If the UK has agreed that it will default to a softer form of Brexit, remaining closely linked to the single market and the customs union, why would the EU go out of its way to accommodate British desires for a unique arrangement? Where would that put the Brexit Secretary’s ambitions to craft a different, looser deal, based on an enhanced version of Canada’s free trade agreement?

In Ireland, the Dublin government’s nationalist impulse is that Northern Ireland cannot be allowed to just leave the EU with the rest of the UK. There’s always been a strong lobby, even among unionists, that believes the best way to keep a cordial relationship with the Irish is to accept that Britain must maintain something close to the status quo. Indeed, the government has bought into the logic of that argument by offering an open-ended promise that a hard border won’t happen, rather than simply stating that it isn’t desirable.

For Remainers, and even for some less ideological Brexiters, the idea that the UK may find itself compelled to have a closer relationship with the EU has undoubted appeal.
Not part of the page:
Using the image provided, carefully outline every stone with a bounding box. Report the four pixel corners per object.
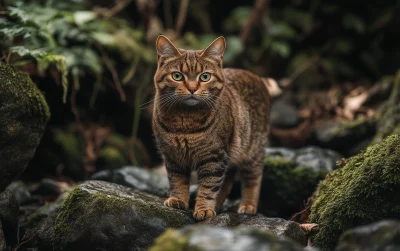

The best arguments to stay in the Union always focused on the potential difficulties, complications and disruptions of leaving, rather than the merits of its institutions or its wider political mission.

Perhaps the simplest means of making these problems go away is to be nudged and cajoled gradually into remaining closely aligned with Brussels’ market and its rules.

More bullish proponents of an unfettered, free-trading Global Britain won’t be persuaded that Brexit should be allowed to evolve like this into something more consensual. They’ll be deeply angry if a slice of Irish fudge restricts the UK’s ability to determine its future relationship with the EU, in phase two of the negotiations.

Owen Polley is a writer, commentator, consultant, and the co-author ‘An Agenda for Northern Ireland After Brexit‘.